# UAE Net Jobs



## sakshi

Hi, Is anyone using the above service for online part time jobs. If yes, i wanted to know how genuine is this? It looks genuine to me, but its always nice to know if someone is using it for long and has had no issues.


----------



## prabs30

*UAE net jobs*



sakshi said:


> Hi, Is anyone using the above service for online part time jobs. If yes, i wanted to know how genuine is this? It looks genuine to me, but its always nice to know if someone is using it for long and has had no issues.


I have also gone thru this uaenetjobs website and I too have the same concern as yours. I was searching the net for any scam linked to this website. So far i have'nt got any details. I am also looking our for home based work using internet. The website looks genuine, however there is no physical address of any of their offices in any of the emirates mentioned. This is the biggest concern. Have u got any other replies for this website, then please let me know. Thanks. An if you come accross any genuine work from home job opprtunity then kindly let me know. thanks again. Prabha


----------



## sakshi

*UAEnetjobs*

Hi Prabha, no one has yet replied ont he above. Anyway, its better safe then sorry, i gave up the idea of using it. I will definately let u know if i come across anything else.

Regs
Sakshi


----------



## coby258

Hello everyone !! 

Please announce this the best way you can ! www .uaenetjobs. com Part time Online Jobs Paid Survey UAEnetjobs[/url] is a BIG SCAM...I have registered and paid to this website, and they claimed that they are legit and that everything is okay...the website looks really good, I didnt recieve anything from them after paying and registration...Even my membership is not working, my account is not working.

Please try to report this to everyone you can, bloggers who have big ammount of viewers, and facebook users who have so many friends, please report that Part time Online Jobs Paid Survey UAEnetjobs is a SCAM.

And everyone who is living in dubai, please go the the nearest police station, as they have an E-Crime section, let them know about it so that they block the website and no more people fall for it.


----------



## Andy Capp

There's one born every minute eh?


----------



## sakshi

Thank you Andy & 258. I was just about to register today with netjob.

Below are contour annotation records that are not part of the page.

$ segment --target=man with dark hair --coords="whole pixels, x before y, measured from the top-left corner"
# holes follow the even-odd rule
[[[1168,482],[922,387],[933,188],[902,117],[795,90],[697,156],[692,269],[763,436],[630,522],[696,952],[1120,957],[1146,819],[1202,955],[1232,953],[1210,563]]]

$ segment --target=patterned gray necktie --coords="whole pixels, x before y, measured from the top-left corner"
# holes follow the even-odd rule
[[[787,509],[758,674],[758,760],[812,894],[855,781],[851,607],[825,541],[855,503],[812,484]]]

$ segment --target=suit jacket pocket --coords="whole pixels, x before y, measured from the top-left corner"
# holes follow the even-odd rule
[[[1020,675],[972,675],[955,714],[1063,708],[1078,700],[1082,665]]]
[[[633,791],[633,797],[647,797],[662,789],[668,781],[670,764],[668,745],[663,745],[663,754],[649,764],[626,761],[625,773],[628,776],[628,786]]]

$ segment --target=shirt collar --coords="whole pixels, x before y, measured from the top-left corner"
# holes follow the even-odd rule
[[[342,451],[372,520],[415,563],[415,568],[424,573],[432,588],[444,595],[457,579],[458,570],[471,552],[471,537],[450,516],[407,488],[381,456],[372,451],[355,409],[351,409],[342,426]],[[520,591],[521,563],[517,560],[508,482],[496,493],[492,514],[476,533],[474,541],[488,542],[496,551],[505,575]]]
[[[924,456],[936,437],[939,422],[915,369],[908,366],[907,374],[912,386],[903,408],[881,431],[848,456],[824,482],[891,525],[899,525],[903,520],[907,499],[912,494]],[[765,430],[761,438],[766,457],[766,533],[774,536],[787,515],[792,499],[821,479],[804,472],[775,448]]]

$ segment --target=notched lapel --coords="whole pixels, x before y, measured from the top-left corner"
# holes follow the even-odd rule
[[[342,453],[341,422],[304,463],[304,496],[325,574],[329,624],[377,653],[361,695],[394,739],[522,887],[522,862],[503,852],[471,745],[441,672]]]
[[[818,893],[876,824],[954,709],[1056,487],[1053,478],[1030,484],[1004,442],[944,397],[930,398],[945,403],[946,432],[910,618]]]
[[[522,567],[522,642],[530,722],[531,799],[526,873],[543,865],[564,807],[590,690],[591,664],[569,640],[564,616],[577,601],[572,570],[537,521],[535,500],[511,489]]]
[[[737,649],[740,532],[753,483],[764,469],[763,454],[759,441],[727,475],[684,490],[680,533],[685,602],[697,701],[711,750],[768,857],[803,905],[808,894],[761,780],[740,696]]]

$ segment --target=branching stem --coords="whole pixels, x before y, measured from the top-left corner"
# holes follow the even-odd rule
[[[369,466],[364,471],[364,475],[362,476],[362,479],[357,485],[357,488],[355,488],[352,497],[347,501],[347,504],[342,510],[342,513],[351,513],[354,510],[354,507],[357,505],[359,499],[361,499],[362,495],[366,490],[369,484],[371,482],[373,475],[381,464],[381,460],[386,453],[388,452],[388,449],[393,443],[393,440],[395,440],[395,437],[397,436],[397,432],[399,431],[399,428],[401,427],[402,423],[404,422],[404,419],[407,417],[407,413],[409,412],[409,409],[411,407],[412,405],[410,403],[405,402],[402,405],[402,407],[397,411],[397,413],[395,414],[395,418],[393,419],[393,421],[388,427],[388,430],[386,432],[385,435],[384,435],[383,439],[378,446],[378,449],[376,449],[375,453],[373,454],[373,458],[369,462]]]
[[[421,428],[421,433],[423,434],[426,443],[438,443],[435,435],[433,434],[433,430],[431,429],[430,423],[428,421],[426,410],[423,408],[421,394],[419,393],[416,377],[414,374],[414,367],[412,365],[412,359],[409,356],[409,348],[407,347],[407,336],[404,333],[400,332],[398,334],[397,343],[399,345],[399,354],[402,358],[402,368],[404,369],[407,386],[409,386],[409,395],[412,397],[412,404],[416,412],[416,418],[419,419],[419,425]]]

I wont do this now.

Once again many thanks.

Cheers
Sakshi


----------



## shaziaa

Hey guyss!!! 
i had paid around week back and had been continuously emailing them regarding password and NO REPLY... its a TOTAL SCAM.... we seriously need to report this.


----------



## MohamedJM

*UAENetjobs*



coby258 said:


> Hello everyone !!
> 
> Please announce this the best way you can ! www .uaenetjobs. com Part time Online Jobs Paid Survey UAEnetjobs[/url] is a BIG SCAM...I have registered and paid to this website, and they claimed that they are legit and that everything is okay...the website looks really good, I didnt recieve anything from them after paying and registration...Even my membership is not working, my account is not working.
> 
> Please try to report this to everyone you can, bloggers who have big ammount of viewers, and facebook users who have so many friends, please report that Part time Online Jobs Paid Survey UAEnetjobs is a SCAM.
> 
> And everyone who is living in dubai, please go the the nearest police station, as they have an E-Crime section, let them know about it so that they block the website and no more people fall for it.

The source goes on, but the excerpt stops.